Nouvelle législation
Pour les prochaines années, le gouvernement compte renverser cette tendance. En déplacement sur l’île après le passage du cyclone Chido, le président Emmanuel Macron avait promis un « mur de fer » contre l’immigration irrégulière à Mayotte et déclaré que les expulsions allaient atteindre 35 000 par an.
En avril dernier, il avait également annoncé le rachat de nouveaux radars et de nouveaux bateaux intercepteurs afin de faire passer leurs effectifs de huit à treize.
Le président a également annoncé la création d’un « État-major de lutte contre l’immigration » et la « montée en force » du groupe d’action opérationnel (GAO), l’unité de la police nationale à Mayotte spécialisée dans la lutte contre l’immigration clandestine. Il a notamment promis aux élus que ce plan devait obtenir ses effets début 2026.
« Il y aura aussi des recrutements de moyens humains » avait promis aux élus le chef de l’État. Pour cela, un texte de loi a été adopté par le Parlement, puis validé par le Conseil constitutionnel le 7 juillet dernier. Il prévoit notamment 52 millions d’euros pour le « renforcement des capacités de détection, de reconnaissance et d’interception par voies maritime et aérienne ».

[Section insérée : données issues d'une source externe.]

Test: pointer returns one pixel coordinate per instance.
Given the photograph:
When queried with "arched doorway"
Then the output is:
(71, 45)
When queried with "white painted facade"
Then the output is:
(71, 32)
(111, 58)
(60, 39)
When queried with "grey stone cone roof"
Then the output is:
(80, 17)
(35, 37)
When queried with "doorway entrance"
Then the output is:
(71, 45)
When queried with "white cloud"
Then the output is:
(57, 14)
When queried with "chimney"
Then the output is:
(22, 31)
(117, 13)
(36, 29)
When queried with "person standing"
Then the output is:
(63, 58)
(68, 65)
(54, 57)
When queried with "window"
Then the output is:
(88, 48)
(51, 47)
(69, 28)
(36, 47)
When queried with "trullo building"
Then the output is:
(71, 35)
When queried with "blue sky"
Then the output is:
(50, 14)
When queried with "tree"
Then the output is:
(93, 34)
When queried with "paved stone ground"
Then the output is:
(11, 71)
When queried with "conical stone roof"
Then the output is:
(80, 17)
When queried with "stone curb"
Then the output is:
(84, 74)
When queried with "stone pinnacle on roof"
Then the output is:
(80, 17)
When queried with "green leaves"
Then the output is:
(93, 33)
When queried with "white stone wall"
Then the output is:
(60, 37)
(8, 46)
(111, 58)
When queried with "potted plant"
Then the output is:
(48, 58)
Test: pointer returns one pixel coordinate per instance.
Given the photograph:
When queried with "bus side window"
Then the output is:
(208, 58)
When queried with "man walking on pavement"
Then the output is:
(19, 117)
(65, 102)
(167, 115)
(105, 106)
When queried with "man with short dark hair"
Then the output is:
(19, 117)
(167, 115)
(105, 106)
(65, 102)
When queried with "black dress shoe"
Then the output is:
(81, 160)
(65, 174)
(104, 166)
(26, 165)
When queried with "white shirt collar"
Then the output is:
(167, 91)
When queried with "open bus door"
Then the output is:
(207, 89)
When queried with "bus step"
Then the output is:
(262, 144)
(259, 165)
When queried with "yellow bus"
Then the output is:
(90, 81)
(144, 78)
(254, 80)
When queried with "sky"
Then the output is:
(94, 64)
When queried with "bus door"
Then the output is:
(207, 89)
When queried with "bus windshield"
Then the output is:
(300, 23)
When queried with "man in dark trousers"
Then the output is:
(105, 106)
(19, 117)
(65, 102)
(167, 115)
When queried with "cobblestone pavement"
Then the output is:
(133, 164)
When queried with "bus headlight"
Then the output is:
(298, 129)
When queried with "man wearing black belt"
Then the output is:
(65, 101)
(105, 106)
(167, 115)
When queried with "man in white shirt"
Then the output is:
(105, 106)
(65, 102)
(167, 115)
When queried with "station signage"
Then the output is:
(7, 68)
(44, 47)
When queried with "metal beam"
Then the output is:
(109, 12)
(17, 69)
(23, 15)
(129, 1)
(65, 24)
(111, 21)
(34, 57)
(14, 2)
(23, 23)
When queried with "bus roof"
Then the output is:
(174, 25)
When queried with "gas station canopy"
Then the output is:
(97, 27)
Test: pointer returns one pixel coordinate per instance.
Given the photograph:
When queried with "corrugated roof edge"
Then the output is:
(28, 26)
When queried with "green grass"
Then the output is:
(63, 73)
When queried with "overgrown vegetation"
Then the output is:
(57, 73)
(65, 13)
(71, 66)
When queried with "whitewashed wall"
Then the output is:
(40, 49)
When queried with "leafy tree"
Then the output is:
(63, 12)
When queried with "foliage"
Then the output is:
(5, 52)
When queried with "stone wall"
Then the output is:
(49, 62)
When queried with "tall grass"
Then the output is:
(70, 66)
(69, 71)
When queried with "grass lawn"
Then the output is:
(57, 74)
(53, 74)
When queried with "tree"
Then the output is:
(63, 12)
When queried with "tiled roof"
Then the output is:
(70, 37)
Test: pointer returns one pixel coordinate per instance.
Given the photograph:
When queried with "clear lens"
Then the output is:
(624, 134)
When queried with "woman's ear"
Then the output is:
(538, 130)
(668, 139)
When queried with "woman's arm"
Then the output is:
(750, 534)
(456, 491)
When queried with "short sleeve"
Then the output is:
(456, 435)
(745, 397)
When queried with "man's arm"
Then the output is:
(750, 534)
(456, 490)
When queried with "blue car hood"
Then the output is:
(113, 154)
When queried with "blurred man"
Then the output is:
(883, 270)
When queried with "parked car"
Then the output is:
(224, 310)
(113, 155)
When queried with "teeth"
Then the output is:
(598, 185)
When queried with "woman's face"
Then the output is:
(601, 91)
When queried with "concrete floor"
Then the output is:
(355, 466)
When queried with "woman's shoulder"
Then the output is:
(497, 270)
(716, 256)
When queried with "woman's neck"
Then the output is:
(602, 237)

Et cette loi instaure également un durcissement de la politique migratoire française à Mayotte, déjà un territoire d’exception en termes de législation. Elle prévoit le durcissement de l’accès à un titre de séjour, la possibilité de retirer le titre de séjour du parent d’un enfant considéré comme menaçant l’ordre public, la centralisation des reconnaissances de paternité à Mamoudzou pour lutter contre les reconnaissances frauduleuses, ou encore la possibilité de placer dans une zone de rétention des mineurs accompagnant un majeur qui fait l’objet d’une mesure d’éloignement.
La loi crée par ailleurs une nouvelle législation dans la lutte contre l’habitat informel – la plupart du temps constitué de tôles. Elle acte qu’un tel habitat n’est pas considéré comme un logement « normal », condition nécessaire pour bénéficier du droit au regroupement familial. Ainsi, en cas d’évacuation forcée d’un tel habitat informel, l’État a dorénavant la possibilité de déroger pendant dix ans à l’obligation d’une offre de relogement ou d’hébergement d’urgence, si l’administration prouve qu’elle ne peut matériellement pas le faire en raison du passage du cyclone Chido en décembre 2024. Selon le bilan de la préfecture, 12 opérations de démantèlement d’habitats informels ont été menées à Mayotte et plus de 800 habitats informels ont été détruits.